09:11 AM
U.S. DOJ Probing JPMorgan Over Bear Stearns Mortgage Products
The DOJ inquiry into the due diligence performed for Bear Stearns tracks accusations detailed in private lawsuits against the bank.
Bear Stearns hired Mortgage Data Management Corp to review a sample of loans in a 2006 mortgage securitization, according to a case filed against JPMorgan last year by bond insurer MBIA Inc .
Reviewers concluded that around one-third of the loans had serious credit and compliance problems, the lawsuit said.
But Bear Stearns altered the electronic spreadsheets to conceal the problems, according to the lawsuit, which was filed in New York State Supreme Court.
Bear Stearns removed 50 columns of information from the spreadsheet that showed the issues and then sent the altered report to MBIA, the lawsuit said.
In its answer to the MBIA complaint, JPMorgan denied the allegations that it had altered the spreadsheets. That case is pending.
LATEST LEGAL HEADACHE
JPMorgan has recently been hit by a wave of lawsuits over the conduct of Bear Stearns that appear to have some overlap.
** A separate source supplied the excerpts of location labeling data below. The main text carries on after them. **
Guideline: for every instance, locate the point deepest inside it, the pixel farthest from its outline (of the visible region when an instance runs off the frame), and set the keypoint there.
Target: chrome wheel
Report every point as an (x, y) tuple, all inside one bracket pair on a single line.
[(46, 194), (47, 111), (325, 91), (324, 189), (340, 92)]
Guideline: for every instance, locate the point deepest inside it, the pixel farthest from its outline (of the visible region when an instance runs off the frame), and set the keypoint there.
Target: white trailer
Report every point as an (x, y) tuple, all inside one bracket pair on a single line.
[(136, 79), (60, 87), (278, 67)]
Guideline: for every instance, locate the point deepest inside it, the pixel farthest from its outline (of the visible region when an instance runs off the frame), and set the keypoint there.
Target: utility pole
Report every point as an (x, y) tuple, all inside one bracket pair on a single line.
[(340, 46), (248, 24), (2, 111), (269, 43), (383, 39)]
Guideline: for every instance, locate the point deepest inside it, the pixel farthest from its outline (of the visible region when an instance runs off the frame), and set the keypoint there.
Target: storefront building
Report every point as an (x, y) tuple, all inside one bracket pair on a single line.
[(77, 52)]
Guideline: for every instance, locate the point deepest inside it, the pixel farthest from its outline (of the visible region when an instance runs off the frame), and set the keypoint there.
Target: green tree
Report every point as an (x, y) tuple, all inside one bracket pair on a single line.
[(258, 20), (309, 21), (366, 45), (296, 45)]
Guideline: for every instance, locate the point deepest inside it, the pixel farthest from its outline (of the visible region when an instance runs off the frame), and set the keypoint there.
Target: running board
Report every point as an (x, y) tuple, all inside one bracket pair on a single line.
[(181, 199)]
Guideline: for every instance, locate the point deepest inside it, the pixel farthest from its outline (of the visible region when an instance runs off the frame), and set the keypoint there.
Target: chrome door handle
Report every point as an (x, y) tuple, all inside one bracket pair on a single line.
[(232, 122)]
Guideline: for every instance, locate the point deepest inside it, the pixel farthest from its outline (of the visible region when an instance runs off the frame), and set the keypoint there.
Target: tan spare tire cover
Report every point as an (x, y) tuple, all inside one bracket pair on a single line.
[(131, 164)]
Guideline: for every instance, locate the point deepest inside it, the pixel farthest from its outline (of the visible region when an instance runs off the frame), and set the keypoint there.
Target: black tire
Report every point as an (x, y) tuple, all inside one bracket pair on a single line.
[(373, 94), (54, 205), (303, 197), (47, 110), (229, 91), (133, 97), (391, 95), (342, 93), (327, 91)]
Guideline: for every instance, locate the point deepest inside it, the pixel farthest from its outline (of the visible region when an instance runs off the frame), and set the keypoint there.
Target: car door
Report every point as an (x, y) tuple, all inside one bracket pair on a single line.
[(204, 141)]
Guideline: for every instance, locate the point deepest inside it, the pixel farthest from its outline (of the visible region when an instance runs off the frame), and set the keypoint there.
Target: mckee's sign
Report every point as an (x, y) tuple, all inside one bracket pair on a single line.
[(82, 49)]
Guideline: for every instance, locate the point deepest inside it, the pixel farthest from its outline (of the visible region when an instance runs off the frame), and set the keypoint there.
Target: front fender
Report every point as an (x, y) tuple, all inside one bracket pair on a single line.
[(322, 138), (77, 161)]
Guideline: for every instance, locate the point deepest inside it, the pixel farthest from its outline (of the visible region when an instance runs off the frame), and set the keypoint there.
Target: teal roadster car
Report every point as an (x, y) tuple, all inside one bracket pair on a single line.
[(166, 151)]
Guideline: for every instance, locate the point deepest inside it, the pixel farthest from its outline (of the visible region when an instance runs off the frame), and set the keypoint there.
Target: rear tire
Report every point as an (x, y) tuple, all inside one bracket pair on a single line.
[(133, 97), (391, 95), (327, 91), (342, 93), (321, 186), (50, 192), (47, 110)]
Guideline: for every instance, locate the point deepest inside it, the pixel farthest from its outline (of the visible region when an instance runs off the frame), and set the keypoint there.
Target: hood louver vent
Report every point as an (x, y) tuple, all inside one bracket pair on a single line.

New York's case, filed in October, accuses Bear Stearns of causing some $22.5 billion in losses to investors of mortgage-backed securities by failing to ensure the quality of the underlying loans.
In December, the U.S. credit union regulator sued the bank over $3.6 billion in securities sold by Bear Stearns.
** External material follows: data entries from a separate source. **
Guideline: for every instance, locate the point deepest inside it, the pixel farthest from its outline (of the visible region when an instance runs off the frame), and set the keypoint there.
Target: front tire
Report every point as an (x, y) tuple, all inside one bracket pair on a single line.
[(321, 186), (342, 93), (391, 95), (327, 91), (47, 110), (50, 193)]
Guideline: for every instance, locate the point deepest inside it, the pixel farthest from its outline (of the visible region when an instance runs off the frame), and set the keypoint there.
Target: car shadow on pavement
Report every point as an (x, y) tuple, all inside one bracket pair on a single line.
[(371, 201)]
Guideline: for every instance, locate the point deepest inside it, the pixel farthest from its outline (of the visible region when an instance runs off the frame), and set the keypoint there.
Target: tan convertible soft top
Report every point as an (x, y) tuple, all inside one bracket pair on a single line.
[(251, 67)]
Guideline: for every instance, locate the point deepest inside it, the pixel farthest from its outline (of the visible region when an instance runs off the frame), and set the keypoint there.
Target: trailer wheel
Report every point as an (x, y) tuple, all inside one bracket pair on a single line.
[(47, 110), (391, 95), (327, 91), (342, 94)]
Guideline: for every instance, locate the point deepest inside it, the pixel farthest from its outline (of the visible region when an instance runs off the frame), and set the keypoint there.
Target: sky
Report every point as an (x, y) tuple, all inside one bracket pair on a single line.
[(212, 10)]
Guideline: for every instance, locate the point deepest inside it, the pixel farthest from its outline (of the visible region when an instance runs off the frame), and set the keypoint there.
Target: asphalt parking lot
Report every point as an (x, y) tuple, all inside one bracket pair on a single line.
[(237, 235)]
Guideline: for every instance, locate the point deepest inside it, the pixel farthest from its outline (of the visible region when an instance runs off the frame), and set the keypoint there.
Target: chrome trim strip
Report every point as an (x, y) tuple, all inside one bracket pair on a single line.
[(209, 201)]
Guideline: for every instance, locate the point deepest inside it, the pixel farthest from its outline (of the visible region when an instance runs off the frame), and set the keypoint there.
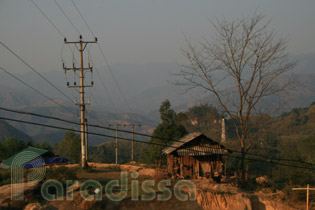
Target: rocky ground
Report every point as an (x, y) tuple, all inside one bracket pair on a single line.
[(209, 196)]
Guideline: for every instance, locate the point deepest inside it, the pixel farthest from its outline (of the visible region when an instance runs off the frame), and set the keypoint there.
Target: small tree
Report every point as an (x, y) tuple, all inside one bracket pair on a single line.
[(239, 66)]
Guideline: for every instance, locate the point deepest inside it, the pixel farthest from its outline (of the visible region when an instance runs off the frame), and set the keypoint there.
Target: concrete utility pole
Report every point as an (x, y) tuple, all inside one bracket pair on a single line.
[(223, 131), (133, 130), (116, 125), (307, 194), (81, 45)]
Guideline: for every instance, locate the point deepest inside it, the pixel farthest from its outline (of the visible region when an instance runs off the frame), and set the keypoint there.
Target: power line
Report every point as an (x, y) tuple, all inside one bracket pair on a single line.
[(42, 94), (34, 70), (126, 131), (103, 55), (106, 90), (144, 142)]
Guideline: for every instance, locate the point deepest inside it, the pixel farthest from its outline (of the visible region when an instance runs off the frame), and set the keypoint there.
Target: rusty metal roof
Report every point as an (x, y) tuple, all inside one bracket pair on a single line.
[(204, 149)]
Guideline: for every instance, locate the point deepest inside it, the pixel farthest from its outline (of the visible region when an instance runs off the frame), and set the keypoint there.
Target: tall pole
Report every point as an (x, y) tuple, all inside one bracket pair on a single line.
[(86, 138), (82, 45), (133, 130), (116, 147), (82, 107), (307, 194)]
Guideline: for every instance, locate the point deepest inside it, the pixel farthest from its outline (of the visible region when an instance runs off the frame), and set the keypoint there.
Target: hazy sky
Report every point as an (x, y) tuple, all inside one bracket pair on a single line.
[(138, 31)]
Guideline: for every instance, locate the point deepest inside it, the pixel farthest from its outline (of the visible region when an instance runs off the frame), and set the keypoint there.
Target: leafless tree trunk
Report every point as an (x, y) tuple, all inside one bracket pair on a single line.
[(240, 65)]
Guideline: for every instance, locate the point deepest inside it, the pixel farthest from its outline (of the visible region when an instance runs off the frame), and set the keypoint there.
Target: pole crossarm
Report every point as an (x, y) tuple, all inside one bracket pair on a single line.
[(81, 45)]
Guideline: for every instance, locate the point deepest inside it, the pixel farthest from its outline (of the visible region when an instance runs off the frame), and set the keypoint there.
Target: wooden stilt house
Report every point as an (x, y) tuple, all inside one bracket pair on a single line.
[(195, 156)]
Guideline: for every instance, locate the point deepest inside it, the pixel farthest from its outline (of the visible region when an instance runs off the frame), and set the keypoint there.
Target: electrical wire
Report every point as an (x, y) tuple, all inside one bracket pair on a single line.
[(146, 142), (106, 62), (42, 94), (34, 70), (126, 131)]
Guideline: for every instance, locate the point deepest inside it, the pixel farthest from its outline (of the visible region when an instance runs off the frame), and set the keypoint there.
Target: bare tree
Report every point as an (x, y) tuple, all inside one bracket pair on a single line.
[(240, 66)]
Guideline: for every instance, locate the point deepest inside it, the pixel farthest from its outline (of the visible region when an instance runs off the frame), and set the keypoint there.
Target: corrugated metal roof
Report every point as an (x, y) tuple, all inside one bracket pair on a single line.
[(7, 163), (195, 150), (181, 142)]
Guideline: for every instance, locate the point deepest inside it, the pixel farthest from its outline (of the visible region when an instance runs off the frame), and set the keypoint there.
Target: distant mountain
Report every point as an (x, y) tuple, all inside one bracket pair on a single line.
[(145, 87), (7, 131)]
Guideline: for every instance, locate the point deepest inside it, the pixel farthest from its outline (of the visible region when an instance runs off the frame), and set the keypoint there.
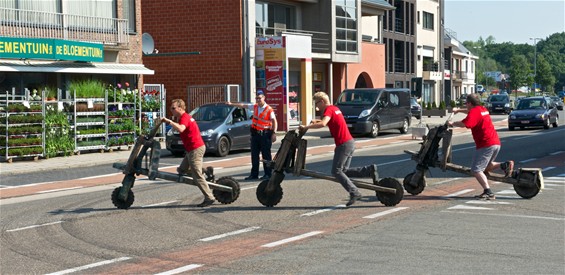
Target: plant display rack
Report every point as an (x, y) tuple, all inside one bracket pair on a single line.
[(121, 124), (59, 126), (152, 107), (21, 118)]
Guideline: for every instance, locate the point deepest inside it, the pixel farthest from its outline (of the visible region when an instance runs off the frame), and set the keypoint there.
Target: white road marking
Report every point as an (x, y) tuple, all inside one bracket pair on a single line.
[(488, 202), (100, 176), (380, 214), (458, 193), (245, 230), (507, 215), (460, 206), (84, 267), (292, 239), (160, 203), (33, 226), (181, 269), (527, 160), (322, 210), (57, 190)]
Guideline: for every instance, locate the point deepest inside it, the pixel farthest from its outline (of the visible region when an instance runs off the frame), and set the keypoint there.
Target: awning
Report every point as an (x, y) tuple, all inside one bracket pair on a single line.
[(7, 65)]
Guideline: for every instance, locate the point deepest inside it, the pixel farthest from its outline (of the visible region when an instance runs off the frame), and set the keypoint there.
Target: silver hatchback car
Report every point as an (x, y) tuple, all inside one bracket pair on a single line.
[(223, 128)]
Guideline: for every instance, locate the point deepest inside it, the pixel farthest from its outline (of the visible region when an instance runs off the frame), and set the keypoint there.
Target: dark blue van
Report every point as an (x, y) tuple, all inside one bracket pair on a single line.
[(371, 110)]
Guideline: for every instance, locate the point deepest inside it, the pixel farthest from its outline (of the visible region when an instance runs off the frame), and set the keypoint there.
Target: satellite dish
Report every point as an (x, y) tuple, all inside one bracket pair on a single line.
[(147, 43)]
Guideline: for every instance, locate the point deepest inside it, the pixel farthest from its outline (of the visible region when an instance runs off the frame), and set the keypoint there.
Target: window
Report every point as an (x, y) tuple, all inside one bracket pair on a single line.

And in November, JPMorgan paid $296.9 million to settle a case with the U.S. Securities and Exchange Commission that accused Bear of failing to disclose it had arranged discounted cash settlements with originators that left investors stuck with problem loans. The SEC also accused JPMorgan itself of overstating the quality of home loans that backed a $1.8 billion residential mortgage-backed securities offering it underwrote in 2006.
The bank's chief executive Jamie Dimon has said the bank is continuing to pay the price for doing "a favor" for the Federal Reserve in agreeing to rescue Bear Stearns.
The inquires are the latest legal headache for JPMorgan, which also faces separate investigations from a trading loss of $6.2 billion that sprung from a botched hedging strategy carried out in its London office, and inquiries into whether its traders manipulated benchmark interest rates.